# Any one ever use POM juice to make wine?



## subnate (Jan 3, 2011)

I have some bottles of all natural pomegranate, cranberry juice in the fridge and was wondering if anyone had a good gallon recipe for it? I was thinking about using the same recipe I used for my apple wine but I'm not really sure that would work I saw a couple that had barley in it I'm not sure how that would be. Well any info would


----------



## sly22guy (Jan 3, 2011)

My wife wants me to make a batch of this also.

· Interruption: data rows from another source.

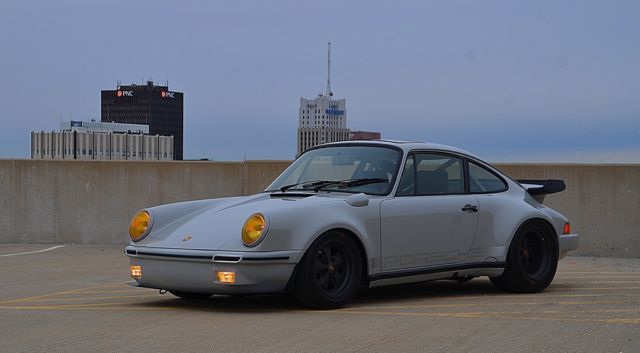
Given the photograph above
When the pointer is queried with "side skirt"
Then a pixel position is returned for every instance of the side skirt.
(438, 272)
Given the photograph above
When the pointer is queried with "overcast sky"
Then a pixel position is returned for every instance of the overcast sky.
(555, 81)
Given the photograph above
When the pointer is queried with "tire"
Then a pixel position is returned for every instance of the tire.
(190, 295)
(532, 260)
(329, 274)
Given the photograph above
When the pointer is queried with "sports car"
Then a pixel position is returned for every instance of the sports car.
(358, 214)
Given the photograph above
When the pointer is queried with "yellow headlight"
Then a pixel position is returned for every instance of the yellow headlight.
(253, 229)
(139, 225)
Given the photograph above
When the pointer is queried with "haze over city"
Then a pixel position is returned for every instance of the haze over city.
(509, 80)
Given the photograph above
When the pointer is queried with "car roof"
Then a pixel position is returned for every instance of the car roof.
(406, 146)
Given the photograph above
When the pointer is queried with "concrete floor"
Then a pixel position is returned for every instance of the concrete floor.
(74, 299)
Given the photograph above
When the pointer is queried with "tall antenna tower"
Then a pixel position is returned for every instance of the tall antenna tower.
(329, 93)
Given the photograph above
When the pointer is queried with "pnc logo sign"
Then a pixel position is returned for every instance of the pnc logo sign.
(124, 93)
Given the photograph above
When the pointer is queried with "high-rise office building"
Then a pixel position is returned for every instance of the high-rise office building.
(322, 119)
(147, 104)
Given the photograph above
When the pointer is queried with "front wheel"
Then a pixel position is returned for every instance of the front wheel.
(532, 260)
(329, 274)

I was planing to use "Wade's" Cranberry Recipe with a few exceptions. but would be interested to hear some others too.

Cranberry Wine
6 Gallon recipe
21 lbs – Previously Frozen and Thawed Cranberries (6 gallons of pom/cranberry juice) 
15 lbs – White Table Sugar (Sugar to 1.085 Sg)
1 – Red Grape Concentrate
6 tsp – Yeast Nutrient
3 tsp – Yeast Energizer
¼ tsp – Liquid Pectic Enzyme
¼ tsp – K-Meta
1 ½ tsp – Tannin
6 Gallons - Water
Pour 1 gallon of warm water in 7.9 gallon primary bucket or bigger.
Add K-meta, Tannin, Yeast Energizer, Yeast Nutrient, and Grape Concentrate and stir well. Put all fruit in fermenting bag and squeeze over primary to extract most of juices and then put bag in primary. Pour the 1 gallon of boiling water with all dissolved sugar over fruit. Fill the rest of the way with remainder of room temp water and check SG, it should have a SG of around 1.085 give or take a little, if more then add a little more water, if less then add a little more dissolved sugar in small amount of water as sugars from fruit can vary a little. Let sit for 12 hours with lid loose or with a cloth covering bucket with elastic band or string tied around so as that not to sag in must. After those 12 hours add your Pectic Enzyme and wait another 12 hours while also adjusting your must temp to around 75 degrees. After those twelve hours, pitch your yeast either by sprinkling yeast, dehydrating yeast per instructions on back of yeast Sachet, or by making a yeast starter a few hours prior to the 12 hour mark. At this point either leave primary lid off with the cloth again, place lid on loose or snap the lid shut with airlock. Punch down cap twice daily to get all fruit under the liquid level. When SG reaches 1.015, rack to 6 gallon carboy and let finish fermenting with bung and airlock attached. When wine is done fermenting, (check a few days in a row to make sure SG does not change and SG should be around .998 or less) you can stabilize by adding another ¼ tsp of k-meta and 3 tsps of Potassium Sorbate and degas your wine thoroughly. You can now sweeten your wine if you like by using simple syrup which consists of 2 cups of sugar and 1 cup of boiling water or by using a juice or frozen concentrate. I typically take 2 quarts of an alike juice and simmer on stove at medium heat with lid off until its 1/3 its original size and let it cool to room temp and then add slowly to taste. Be careful not to over sweeten. At this point you can use a fining agent or let it clear naturally. Once clear, rack into clean vessel and bulk age more adding another ¼ tsp of k-meta at 3 month intervals or add ¼ tsp k-meta and bottle age for at least 3 months and enjoy. Longer aging will give you a better wine so save a few bottles till at least 1 year mark so you can truly see what this wine can aspire to.


----------



## abefroman (Jan 3, 2011)

Sounds good, but pom is expensive.


----------



## sly22guy (Jan 3, 2011)

discount grocery store! But yeah it is a little more pricey


----------



## djrockinsteve (Jan 3, 2011)

I used a blueberry pomegranate frozen concentrate from the freezer section at the grocery store. Awesome!


----------



## sly22guy (Jan 3, 2011)

Yum blueberry/pome. What brand was it?


----------



## djrockinsteve (Jan 4, 2011)

I believe it was fron frozen cans of Old Orchard (grocery store). 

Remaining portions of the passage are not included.